I'm still looking for the right term to replace triple play. It's definitely not quadruple play...it is more like "century play"....open access networks are rapidly evolving towards a model not unlike the Apple and Android app stores, where you will be able to buy services from hundreds of providers. We won't all buying 100+ services, but we will have hundreds of choices. Five years from now, most open access networks will probably have at least twenty or thirty providers offering various kinds of computer and data backup services because it is so cheap and easy to offer that kind of service on an open access, high performance network.
A lot of new phishing schemes are popping up....a family member mentioned that she got an email "from US Airways" telling her to check in for a flight....I've gotten hundreds of those in the past week.
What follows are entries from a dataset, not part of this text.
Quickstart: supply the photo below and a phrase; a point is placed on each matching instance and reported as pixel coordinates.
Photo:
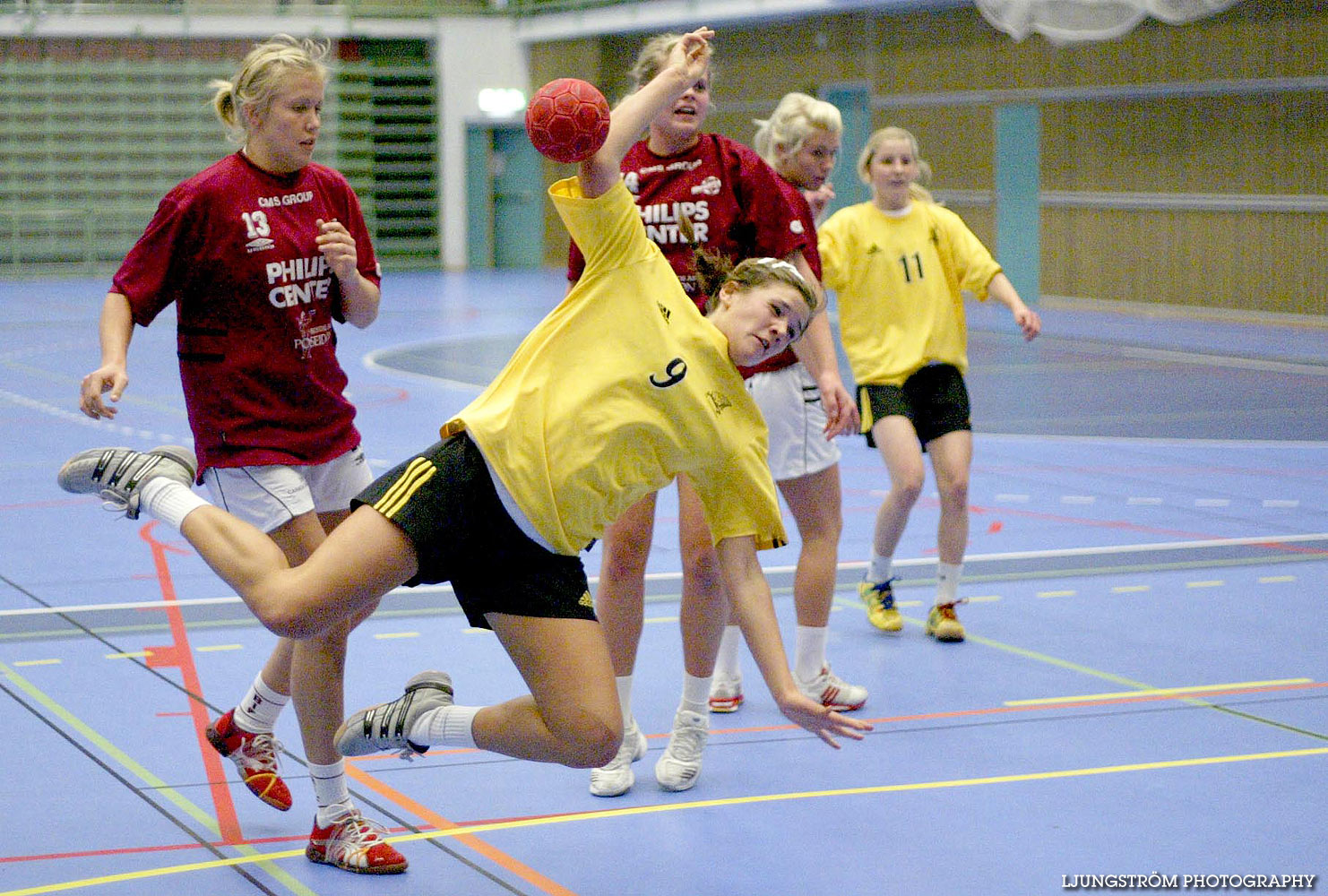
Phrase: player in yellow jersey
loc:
(900, 264)
(623, 386)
I've gotten very official-looking messages from the IRS, from the Better Business Bureau, from AT&T, from Verizon, and other well known companies....all sent by automated bot-nets...Russian, eastern European, and Chinese gangs are using these phishing schemes to try to trick you to log in to a bogus "official" site and capture your user id, validate your email address, get passwords, and to try to trick you into entering your credit card info.
You can check these easily by rolling the mouse pointer over the links in the email. If you wait a second, your computer will pop up a little box with the actual URL of the link. You can usually tell by inspection that it is not an official link. But they are very clever....for example:
I have received a bunch of phony LinkedIn messages.
The correct URL for LinkedIn is www.linkedin.com
the phony URLs have been things like
www.linked.in
www.linkedln.com (the second 'i' is an 'l')
you can also look at the FROM email address. I just got a US Airways spam sent from an IRS.GOV account. I'm pretty sure US Air does not use IRS computers to send out their email.
The lost productivity costs of phishing are enormous. Many of these messages are getting through two layers of spam filtering here, and that means sifting through your IN box, checking each one to make sure it is not legitimate, and then deleting it. It may only be a few extra minutes a day, but multiply that by the millions of people getting these, and it adds up.